From Characters to Tokens: Dynamic Grouping with Hierarchical BPE

6 minute read

Published: October 16, 2025

Hierarchical tokenisation overview — Figure 1: Two-stage tokenisation—BPE patches (Tokenizer 1) followed by a tiny BPE inside each patch (Tokenizer 2).

Transformers work particularly well with sub-word tokenisations, which improve model quality and shorten sequences for faster inference. However, the gains taper off once the vocabulary becomes very large (> 500K): many tokens are rare, their embeddings are under-trained, and the bloated embedding matrix adds cost without proportional benefit. At the other end of the spectrum, character-level models avoid the rare-token problem by construction, but their sequences are much longer; with standard self-attention’s quadratic time and memory, this often makes them impractical.

Recent hierarchical approaches aim to reconcile character-level robustness with subword-level efficiency by grouping characters into patches. However, existing patching strategies often depend on whitespace-restricting applicability to languages without clear word boundaries-or require auxiliary models that introduce additional complexity and dependencies.

We propose a dynamic character-grouping method that leverages the structure of standard BPE tokenisation without auxiliary models. Specifically, we append explicit end-of-patch markers to BPE tokens and apply a second, lightweight BPE pass to regulate patch granularity. This design yields representations that are efficient, flexible, and language-agnostic, while preserving a simple training and deployment pipeline.
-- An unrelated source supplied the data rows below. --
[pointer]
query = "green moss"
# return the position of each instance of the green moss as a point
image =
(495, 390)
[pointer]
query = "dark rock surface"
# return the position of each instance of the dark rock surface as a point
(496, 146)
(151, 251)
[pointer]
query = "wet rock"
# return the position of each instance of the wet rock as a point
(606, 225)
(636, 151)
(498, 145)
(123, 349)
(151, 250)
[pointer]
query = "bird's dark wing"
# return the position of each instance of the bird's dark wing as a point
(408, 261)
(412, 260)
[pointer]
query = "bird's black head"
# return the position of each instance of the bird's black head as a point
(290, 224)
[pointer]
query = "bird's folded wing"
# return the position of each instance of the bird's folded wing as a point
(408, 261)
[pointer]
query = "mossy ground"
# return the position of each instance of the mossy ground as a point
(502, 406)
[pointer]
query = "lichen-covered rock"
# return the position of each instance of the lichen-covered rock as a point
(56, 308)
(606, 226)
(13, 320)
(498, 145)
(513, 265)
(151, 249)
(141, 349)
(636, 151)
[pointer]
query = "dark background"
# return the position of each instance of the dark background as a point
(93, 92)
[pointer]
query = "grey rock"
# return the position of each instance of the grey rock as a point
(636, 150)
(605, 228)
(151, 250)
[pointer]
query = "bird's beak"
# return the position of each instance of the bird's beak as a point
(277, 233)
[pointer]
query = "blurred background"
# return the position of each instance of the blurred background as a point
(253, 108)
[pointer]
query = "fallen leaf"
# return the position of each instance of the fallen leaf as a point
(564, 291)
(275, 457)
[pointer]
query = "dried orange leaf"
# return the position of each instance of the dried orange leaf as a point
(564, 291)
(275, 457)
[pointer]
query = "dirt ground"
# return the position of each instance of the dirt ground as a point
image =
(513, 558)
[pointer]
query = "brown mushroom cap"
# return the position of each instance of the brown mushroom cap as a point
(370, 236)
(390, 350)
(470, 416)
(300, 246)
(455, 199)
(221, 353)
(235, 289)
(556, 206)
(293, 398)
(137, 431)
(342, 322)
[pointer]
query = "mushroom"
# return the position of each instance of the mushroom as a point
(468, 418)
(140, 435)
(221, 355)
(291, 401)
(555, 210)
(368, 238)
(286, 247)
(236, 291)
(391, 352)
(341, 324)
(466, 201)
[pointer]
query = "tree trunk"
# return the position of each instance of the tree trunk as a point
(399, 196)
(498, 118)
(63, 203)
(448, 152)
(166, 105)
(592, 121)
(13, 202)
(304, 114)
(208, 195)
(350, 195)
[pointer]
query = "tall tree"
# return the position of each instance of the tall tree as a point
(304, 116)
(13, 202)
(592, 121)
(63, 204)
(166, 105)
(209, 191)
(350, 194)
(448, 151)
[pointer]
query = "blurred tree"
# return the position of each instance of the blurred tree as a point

Algorithm: Dynamic Patching with Two-Stage BPE

Figure 1 provides a schematic overview. Below is the procedure in a compact format.

Notation

Symbol	Meaning
`T₁`	Existing subword tokenizer (BPE; “Tokenizer 1”)
`<!>`	End-of-patch marker (EoP) appended to every `T₁` token
`T₂`	Lightweight, inner BPE (“Tokenizer 2”) applied within each patch
`S`	Maximum sub-token length per patch after `T₂` (small cap, e.g. 4–8)
`E_local` / `D_local`	Local encoder/decoder operating inside each patch
`E_global`	Global causal Transformer over patch embeddings
`c`	Raw character stream
`pᵢ`	i-th patch (characther of a `T₁` token + `<!>`)
`zᵢ`	Patch embedding produced by `E_local`

High-Level Idea (TL;DR)

Start from any existing BPE (T₁). Each token becomes a patch.
Append an end-of-patch marker <!> so decoding is incremental.
Apply a lightweight BPE (T₂) inside each patch to cap length at a small S.
Use local encoders/decoders per patch + a global causal Transformer over patch embeddings.
Outcome: faster models and state-of-the-art BPB among dynamic patching baselines—without a boundary model and without whitespace assumptions.
More details about the local and global models can be found in the architecture section.

Procedure

Outer tokenisation (patching).
Tokenise text with T₁ to obtain [t₁, t₂, …, t_N].
For each tᵢ, form a patch of characthers within the token: pᵢ = (c_1^i, c_2^i, ..., c_L^T <!>).
Within-patch compression.
For each pᵢ, apply T₂ to obtain a bounded sequence
uᵢ = T₂(pᵢ) with |uᵢ| ≤ S.
Local encoding.
Encode uᵢ with E_local to produce a fixed-size embedding zᵢ.
Global modelling.
Feed the sequence [z₁, z₂, …, z_N] to E_global (causal Transformer) for autoregressive modelling over patches.
Decoding (incremental).
During generation, E_global predicts the next patch representation;
D_local decodes uᵢ → pᵢ, then strip the EoP ⟂ to recover tᵢ and characters.

Architecture

Local encoder: turns each bounded-length patch into an embedding.
Global Transformer: models the sequence of patch embeddings (short!).
Local decoder: reconstructs the next patch internally during training/inference.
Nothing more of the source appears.